LET IT SNOW

A fully CGI avalanche, created in multiple parts for realism and depth. Made for an independent film, later purchased by a major entertainment company. The Avalanche itself was created as a 3-part simulation – big pieces, small pieces, and then the snow/water simulation. It took the team 2 months to create the quality required to get the pièce de résistance. Most avalanches are just smoke simulations. They can often look weightless and have little impact by themselves.

This project’s main objective was creating the avalanche for the blistering scene of escape down the mountain. In addition to creating the avalanche as the keystone of the scene, we also worked on environment simulation and modelling. This was to ensure that while simulating the avalanche, the environment could be manipulated and altered to look natural and affected by this rushing wave of snow and ice.
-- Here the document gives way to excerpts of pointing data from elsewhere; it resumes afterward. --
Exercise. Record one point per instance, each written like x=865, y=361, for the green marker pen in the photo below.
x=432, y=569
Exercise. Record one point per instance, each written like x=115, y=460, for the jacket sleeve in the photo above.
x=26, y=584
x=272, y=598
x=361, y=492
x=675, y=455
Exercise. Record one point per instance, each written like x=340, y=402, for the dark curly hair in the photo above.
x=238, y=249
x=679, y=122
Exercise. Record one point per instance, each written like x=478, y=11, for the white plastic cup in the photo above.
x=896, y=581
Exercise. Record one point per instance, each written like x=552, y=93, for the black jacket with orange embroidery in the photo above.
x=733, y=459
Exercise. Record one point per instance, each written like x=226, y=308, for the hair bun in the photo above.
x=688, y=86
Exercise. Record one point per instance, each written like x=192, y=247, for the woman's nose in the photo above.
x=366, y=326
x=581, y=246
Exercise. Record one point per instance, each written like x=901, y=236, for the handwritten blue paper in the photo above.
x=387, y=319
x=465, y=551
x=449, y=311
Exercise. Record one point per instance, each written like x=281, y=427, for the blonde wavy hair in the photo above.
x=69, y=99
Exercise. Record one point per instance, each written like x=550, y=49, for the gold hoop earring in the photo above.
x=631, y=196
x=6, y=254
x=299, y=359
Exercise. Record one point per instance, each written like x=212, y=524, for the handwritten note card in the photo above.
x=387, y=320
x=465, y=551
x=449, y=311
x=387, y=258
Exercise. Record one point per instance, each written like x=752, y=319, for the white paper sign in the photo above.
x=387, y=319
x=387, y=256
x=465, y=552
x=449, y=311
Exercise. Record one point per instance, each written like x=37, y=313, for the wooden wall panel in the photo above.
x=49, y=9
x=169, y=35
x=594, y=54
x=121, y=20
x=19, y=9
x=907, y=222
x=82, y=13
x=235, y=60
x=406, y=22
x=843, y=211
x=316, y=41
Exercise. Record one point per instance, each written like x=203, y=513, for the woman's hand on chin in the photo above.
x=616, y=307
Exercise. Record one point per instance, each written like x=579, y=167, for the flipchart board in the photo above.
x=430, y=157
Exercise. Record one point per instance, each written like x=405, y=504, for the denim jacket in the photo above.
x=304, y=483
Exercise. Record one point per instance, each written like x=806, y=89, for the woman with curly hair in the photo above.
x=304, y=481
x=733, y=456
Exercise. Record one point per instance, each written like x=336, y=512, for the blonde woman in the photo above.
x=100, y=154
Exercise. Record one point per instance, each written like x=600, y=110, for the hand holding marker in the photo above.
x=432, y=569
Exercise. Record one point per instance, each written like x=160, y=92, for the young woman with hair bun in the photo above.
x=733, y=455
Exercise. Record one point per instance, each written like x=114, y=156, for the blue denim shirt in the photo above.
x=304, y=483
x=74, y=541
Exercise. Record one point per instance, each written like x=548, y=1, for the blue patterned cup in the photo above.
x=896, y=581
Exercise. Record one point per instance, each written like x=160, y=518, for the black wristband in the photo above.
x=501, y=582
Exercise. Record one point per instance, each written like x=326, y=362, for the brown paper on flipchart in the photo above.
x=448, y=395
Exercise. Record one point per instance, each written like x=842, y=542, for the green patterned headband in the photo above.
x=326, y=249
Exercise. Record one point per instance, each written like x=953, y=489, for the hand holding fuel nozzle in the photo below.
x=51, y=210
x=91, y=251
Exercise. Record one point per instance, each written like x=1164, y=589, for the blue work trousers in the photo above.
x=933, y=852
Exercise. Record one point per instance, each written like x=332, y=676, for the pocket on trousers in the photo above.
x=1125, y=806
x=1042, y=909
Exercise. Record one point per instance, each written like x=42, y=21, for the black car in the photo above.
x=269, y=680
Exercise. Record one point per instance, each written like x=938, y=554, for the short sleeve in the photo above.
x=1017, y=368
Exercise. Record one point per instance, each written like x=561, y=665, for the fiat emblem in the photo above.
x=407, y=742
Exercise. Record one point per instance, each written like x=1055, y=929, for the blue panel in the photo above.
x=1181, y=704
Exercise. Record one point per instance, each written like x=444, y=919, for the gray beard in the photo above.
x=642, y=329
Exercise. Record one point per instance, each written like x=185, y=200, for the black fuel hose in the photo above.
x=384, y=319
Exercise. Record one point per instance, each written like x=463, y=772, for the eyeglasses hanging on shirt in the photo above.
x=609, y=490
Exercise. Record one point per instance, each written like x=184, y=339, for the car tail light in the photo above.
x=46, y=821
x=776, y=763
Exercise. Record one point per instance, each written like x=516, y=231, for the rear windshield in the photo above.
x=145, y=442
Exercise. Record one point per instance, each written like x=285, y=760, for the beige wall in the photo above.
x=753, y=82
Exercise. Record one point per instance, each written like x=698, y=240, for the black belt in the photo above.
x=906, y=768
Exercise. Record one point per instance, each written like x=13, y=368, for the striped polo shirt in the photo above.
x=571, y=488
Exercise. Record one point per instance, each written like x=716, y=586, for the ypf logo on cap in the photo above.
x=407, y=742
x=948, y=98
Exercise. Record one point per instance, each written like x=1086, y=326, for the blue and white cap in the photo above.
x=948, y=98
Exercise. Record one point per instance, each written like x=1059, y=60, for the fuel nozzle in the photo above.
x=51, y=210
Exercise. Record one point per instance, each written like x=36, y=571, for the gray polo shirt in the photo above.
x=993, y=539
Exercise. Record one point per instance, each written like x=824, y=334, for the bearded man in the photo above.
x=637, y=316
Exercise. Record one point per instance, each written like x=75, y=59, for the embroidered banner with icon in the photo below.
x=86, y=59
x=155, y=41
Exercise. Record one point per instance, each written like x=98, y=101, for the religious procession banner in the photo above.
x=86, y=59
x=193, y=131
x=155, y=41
The original shot was taken by a drone and it proved difficult to comprehend size and scale with just the base footage. We couldn’t track anything with the pure, white snow background and couldn’t see much in it. Therefore, remaking the mountain in CG and having an animated camera match the drone footage was our best option. Using this method, it linked the CG and the real-time footage together perfectly.

THE AVALANCHE

How did we create this visual masterpiece? The Avalanche itself was created as a 3-part simulation – big pieces, small pieces, and then the snow/water simulation. This way, it gave a serious sense of realism to the avalanche, one with moving pieces and not just heavy looking smoke.

Let it Snow

Scale can be difficult to understand when working with such large pieces and wide sweeping shots. In addition, the actor wasn’t filmed in the original plate.
When recreating the landscape and camera in CG, we would include a small 3D dot to represent the rough scale of the actor. This would allow us to visualise the entire piece given the context of what we should be looking at and at what scale they were in comparison.

Recreating the mountain and surrounding environment wasn’t explicitly needed but once our work began, we saw that the larger project would struggle with tracking and scale. The decision to take the existing footage and digitally recreate it wasn’t hard for us to make. Using a fully recreated mountain and a CG camera to match the drone’s original footage meant that the overall quality was far superior. We could navigate each shot much more precisely and change what we needed whenever we needed. It allowed for a much better final product.